It’s hard to believe that it’s been almost a year since Simunye, Titan, Arusi, Xolani, Zuberi and Talia arrived safely in Wichita! We thought it would be fun to take a look back at some of the exciting things that have happened in the herd over the last year.

Weighing In
Within the first week, all the elephants voluntarily walked onto the new scale. This was a surprising development as the animal care staff did not believe they would so readily walk through the chute that houses the scale. The elephants, while initially wary of their new surroundings, were relatively fearless and willing to explore their new home. The elephants were in less than ideal body condition when they arrived and, now that a year has passed, everyone is pleased with their weight gain and current body conditions.

Losing Teeth
In the year since the elephants arrived, the animal care staff has found parts of at least six teeth. This is normal; elephants “grow” six sets of teeth in their lifetime. New teeth slowly work their way to the front as the older teeth wear down and fall out. Each set of teeth comes in larger than the last. From the size of the teeth, the animal care staff believes that they came from some of the younger elephants. No worries though, the new teeth follow the old ones quickly.

Who me?
Within a month of arrival, all elephants recognized their names. It’s pretty amazing to hear the keepers call each elephant by name and see them turn and come running!

Becoming a Herd

Within two months of arriving, Stephanie was observed behaving as if she wanted to interact with the younger elephants. She started spending more and more time standing near them. She would often grab her hay and take it down the fence line as close to the other elephants as possible.

Sleep Tight
For the first time, staff was able to observe the sleep patterns of the herd via the new monitoring system. They discovered:
       • The juveniles sleep about five hours a night each.
       • Simunye was observed to be sleeping lying down, about two hours a night.
         She now sleeps about four hours a night.
       • Stephanie sleeps about four hours each night.

Time to Learn
Training for foot care began early on and was the herds’ first lesson. Most of the elephants were associating the word “foot” by touching a training target. The animal care staff uses this process to ask the elephants lift their feet up and rest it on a “foot bar” for inspection. Great progress was made towards this end within two months. Foot care training allows animal care staff to gain access to the elephants’ nails and pads for cleaning (think pedicure) and checking the condition of each foot.
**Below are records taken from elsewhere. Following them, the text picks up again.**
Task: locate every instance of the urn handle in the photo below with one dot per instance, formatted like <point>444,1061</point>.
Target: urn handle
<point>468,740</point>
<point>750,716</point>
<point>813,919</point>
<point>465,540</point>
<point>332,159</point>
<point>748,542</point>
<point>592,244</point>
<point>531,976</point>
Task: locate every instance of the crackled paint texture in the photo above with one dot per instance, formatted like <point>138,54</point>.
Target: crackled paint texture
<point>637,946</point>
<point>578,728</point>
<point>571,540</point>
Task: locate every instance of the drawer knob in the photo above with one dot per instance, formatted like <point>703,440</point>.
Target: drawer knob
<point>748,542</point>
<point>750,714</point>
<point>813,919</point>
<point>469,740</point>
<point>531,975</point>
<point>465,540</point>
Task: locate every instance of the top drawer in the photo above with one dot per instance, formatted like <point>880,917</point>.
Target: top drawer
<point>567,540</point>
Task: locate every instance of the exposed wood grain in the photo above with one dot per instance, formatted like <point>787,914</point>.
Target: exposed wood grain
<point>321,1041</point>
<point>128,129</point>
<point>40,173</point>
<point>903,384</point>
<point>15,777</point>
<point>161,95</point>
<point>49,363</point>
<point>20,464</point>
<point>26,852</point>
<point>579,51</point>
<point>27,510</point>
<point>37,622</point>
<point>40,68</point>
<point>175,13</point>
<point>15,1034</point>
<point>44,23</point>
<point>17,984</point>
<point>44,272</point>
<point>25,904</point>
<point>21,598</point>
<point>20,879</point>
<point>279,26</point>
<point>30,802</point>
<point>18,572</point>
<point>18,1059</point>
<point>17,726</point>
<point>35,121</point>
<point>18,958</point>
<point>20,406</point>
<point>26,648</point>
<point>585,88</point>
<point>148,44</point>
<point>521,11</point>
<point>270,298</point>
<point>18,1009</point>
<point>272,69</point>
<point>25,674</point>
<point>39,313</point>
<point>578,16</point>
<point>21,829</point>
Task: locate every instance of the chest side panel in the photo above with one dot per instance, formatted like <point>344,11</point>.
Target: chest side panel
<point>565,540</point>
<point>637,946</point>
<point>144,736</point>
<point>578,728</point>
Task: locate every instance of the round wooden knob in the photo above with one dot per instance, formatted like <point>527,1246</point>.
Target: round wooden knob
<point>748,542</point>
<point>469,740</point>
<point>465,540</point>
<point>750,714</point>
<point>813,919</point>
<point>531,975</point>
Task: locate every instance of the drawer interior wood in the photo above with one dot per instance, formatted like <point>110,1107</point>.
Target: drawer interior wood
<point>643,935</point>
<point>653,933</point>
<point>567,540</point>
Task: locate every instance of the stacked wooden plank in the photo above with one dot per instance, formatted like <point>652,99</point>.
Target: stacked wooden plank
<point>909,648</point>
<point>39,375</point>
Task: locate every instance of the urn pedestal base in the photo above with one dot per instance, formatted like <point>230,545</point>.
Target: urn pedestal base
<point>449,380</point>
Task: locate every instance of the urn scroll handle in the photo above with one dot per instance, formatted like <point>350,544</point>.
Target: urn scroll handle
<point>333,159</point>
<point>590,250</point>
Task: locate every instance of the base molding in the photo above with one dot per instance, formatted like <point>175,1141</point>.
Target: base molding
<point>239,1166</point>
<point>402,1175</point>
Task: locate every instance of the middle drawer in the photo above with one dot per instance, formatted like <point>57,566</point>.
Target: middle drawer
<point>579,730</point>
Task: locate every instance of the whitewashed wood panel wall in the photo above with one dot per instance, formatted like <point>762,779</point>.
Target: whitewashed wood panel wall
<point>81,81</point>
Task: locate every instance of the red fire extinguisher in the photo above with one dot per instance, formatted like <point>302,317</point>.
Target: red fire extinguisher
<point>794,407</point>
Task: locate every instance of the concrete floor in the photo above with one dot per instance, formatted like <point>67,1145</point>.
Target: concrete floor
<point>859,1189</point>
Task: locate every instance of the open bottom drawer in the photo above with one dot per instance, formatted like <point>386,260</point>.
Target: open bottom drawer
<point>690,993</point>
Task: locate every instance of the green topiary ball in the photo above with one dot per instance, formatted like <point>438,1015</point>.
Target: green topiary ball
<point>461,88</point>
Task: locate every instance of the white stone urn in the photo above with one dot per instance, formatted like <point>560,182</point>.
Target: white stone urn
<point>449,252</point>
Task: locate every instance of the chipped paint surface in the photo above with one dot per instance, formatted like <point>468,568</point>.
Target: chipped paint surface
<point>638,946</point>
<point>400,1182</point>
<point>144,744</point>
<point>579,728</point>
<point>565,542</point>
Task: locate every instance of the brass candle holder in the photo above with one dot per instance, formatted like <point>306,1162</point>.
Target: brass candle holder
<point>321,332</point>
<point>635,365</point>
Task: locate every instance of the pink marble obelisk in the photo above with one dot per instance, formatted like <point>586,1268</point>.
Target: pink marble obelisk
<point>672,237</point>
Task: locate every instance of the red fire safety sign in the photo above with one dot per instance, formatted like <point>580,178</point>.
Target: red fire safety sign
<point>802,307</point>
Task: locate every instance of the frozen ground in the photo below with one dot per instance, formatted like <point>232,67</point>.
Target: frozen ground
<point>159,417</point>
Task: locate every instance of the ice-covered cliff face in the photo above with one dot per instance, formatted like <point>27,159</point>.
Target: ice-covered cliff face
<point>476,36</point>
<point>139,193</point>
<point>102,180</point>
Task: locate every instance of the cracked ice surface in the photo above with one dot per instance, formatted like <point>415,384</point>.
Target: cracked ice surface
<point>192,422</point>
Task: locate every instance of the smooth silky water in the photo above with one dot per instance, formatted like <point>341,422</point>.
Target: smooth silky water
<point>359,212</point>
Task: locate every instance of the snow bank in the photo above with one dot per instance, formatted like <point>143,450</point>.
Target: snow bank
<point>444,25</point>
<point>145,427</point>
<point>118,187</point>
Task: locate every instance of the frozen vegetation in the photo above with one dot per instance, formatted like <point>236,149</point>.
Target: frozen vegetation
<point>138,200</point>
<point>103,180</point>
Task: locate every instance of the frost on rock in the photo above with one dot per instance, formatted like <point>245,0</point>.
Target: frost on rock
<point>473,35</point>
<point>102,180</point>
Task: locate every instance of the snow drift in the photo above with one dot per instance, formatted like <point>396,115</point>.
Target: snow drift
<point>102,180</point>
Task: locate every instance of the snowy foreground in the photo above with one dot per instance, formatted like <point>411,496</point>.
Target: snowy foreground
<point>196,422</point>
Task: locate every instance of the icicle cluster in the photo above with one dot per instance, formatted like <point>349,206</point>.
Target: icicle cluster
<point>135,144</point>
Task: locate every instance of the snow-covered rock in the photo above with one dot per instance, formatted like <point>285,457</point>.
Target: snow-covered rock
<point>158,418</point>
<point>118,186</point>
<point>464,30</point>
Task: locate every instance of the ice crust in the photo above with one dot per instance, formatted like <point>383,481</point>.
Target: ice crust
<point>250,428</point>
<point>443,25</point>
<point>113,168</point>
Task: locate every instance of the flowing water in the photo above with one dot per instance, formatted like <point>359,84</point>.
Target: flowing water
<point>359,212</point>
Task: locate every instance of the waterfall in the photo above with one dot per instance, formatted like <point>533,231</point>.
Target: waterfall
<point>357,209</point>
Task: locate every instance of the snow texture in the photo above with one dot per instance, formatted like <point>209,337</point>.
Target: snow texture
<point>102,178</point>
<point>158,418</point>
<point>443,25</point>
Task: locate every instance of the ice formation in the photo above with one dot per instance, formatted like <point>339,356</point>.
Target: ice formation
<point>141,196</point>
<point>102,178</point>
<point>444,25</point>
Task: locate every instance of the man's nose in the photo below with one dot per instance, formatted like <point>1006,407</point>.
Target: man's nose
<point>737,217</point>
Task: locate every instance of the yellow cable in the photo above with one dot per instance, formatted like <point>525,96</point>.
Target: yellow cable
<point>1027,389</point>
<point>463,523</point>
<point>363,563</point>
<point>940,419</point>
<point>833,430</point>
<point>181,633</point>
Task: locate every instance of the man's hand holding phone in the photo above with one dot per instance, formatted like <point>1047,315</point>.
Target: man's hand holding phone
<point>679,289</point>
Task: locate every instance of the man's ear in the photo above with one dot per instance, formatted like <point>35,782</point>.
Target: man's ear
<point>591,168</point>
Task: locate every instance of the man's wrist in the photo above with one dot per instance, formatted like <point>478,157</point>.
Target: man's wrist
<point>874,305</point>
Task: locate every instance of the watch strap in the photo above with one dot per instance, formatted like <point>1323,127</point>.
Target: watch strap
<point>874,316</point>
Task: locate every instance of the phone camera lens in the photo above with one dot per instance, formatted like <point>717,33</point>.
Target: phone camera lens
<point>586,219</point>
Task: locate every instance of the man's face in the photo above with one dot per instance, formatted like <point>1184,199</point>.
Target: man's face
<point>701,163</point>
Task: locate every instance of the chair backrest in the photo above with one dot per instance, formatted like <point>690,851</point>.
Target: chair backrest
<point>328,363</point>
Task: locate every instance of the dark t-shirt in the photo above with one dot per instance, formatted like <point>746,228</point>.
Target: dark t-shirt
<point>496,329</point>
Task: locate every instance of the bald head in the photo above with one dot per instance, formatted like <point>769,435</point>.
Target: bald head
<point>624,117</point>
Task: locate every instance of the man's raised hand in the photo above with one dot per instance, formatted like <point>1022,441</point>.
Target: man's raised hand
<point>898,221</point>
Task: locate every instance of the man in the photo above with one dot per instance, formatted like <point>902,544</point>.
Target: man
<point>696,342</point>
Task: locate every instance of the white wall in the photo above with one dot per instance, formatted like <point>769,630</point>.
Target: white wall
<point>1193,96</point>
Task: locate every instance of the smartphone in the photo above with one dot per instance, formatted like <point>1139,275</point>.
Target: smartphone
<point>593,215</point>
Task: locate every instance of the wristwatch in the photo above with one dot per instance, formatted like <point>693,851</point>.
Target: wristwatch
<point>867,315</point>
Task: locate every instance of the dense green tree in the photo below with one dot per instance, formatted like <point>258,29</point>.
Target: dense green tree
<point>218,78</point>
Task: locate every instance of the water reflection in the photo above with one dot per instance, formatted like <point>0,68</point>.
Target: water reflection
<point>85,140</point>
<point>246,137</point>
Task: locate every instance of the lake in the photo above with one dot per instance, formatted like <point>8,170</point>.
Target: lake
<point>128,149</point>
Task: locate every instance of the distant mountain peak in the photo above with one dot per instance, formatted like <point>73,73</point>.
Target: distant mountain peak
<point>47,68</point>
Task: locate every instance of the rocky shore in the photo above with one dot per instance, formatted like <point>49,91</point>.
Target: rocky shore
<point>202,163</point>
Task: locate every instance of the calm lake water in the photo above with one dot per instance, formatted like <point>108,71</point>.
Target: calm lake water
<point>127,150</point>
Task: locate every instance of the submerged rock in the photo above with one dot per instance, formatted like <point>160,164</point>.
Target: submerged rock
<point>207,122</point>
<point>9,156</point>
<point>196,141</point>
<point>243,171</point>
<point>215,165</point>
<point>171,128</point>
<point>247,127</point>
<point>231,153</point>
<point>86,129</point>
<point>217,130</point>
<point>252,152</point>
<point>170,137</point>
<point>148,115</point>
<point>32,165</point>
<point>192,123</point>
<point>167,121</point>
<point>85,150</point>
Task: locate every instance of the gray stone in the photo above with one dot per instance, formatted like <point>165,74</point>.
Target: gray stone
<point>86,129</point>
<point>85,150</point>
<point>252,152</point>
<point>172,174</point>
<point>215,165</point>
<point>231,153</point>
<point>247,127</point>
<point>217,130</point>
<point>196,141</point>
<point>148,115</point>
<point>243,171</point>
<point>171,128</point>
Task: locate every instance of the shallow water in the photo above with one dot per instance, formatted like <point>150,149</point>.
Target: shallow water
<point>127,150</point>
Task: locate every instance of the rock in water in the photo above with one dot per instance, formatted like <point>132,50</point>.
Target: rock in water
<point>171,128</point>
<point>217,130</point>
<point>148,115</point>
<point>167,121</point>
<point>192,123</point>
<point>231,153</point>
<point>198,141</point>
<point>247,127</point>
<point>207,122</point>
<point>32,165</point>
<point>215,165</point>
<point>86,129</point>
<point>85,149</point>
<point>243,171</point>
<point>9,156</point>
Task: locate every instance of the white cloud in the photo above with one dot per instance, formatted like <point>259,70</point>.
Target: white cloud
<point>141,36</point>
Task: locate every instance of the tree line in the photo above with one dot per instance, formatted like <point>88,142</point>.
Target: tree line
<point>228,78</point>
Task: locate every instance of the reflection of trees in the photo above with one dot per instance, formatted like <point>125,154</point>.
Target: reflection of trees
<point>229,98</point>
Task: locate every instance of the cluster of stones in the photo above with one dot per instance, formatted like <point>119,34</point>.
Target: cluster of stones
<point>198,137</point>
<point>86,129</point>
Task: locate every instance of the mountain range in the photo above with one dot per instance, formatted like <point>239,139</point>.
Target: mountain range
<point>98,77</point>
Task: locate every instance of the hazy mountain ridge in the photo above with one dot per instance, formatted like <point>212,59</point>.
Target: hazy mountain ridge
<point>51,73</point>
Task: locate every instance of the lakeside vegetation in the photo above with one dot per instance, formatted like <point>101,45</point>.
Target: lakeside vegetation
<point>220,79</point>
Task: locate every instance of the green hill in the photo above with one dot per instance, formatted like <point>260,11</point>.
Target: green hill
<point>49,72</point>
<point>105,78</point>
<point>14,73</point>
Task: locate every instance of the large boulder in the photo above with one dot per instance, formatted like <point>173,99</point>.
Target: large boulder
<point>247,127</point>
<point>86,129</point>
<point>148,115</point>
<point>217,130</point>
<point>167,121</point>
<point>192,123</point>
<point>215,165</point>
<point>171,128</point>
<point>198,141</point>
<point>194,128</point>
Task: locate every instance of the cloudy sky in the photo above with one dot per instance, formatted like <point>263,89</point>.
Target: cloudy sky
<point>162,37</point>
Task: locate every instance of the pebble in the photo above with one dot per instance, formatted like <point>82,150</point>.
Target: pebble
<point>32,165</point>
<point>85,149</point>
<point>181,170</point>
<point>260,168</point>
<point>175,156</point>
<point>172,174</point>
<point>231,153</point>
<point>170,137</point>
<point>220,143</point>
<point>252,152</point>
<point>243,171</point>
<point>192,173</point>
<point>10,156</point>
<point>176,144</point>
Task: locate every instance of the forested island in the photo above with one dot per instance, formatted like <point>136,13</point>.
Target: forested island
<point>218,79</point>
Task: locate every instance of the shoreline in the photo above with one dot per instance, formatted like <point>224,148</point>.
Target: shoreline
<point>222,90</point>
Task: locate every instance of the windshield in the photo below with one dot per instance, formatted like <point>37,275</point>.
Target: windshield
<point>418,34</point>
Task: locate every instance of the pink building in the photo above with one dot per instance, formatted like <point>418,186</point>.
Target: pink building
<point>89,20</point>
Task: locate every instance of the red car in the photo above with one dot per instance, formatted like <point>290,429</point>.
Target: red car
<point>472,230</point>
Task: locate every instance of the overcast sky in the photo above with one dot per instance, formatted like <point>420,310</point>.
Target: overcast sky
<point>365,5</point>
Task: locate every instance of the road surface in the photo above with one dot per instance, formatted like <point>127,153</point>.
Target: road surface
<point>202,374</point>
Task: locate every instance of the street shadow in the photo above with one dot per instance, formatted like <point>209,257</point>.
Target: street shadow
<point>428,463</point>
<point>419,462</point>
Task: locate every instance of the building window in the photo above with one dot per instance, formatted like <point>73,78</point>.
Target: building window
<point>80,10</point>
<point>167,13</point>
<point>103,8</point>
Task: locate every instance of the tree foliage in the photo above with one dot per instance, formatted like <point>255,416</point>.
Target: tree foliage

The elephants are never forced to do this and do it voluntarily.

The Big Day!
Stephanie was introduced for the first time to Arusi, Titan, Zuberi, Xolani and Talia on Monday, June 6th. Arusi and Zuberi were out in the habitat and Stephanie was sent out to join them. While they all took notice of each other and after a few minutes it seemed much ado about nothing and they began to forage together in close proximity. This went so well that Xolani, Talia, and Titan were allowed to join them. Almost immediately, Stephanie behaved like a matriarch. She was very gentle and kind with the juveniles. This initial introduction went so well that they stayed together all day.

Everybody In!
Well, almost everyone. Zuberi, Arusi, and Titan went swimming in the canal with Stephanie in the lead. Stephanie walked in about chest deep and the others followed her in. Zuberi appeared to be actually swimming, as she bobbed up and down, without touching the bottom. Arusi and Titan dunked themselves under water several times. This may have been the first time these elephants had ever had the opportunity to completely submerge themselves underwater in their lives.

New Lesson
“Trunk training” sessions began in June. This behavior is taught so the elephant will hold his or her trunk out and allow the keepers to touch it. This behavior helps them participate in their own healthcare by creating a thread of actions that will eventually lead to the elephants allowing veterinarians to test for tuberculosis. Tuberculosis is a disease that humans have that elephants can get. Testing both the animal care staff and the elephants protects everyone.

One More Makes Seven!
A little over a month after Stephanie was introduced to the juveniles, it was time for her to meet Simunye. Things couldn’t have gone more smoothly. Simunye looked to Stephanie as the most dominant and recognized that she was the herd matriarch. As both elephants became more accustomed to each other, additional elephants were added until all seven were spending time together as one herd!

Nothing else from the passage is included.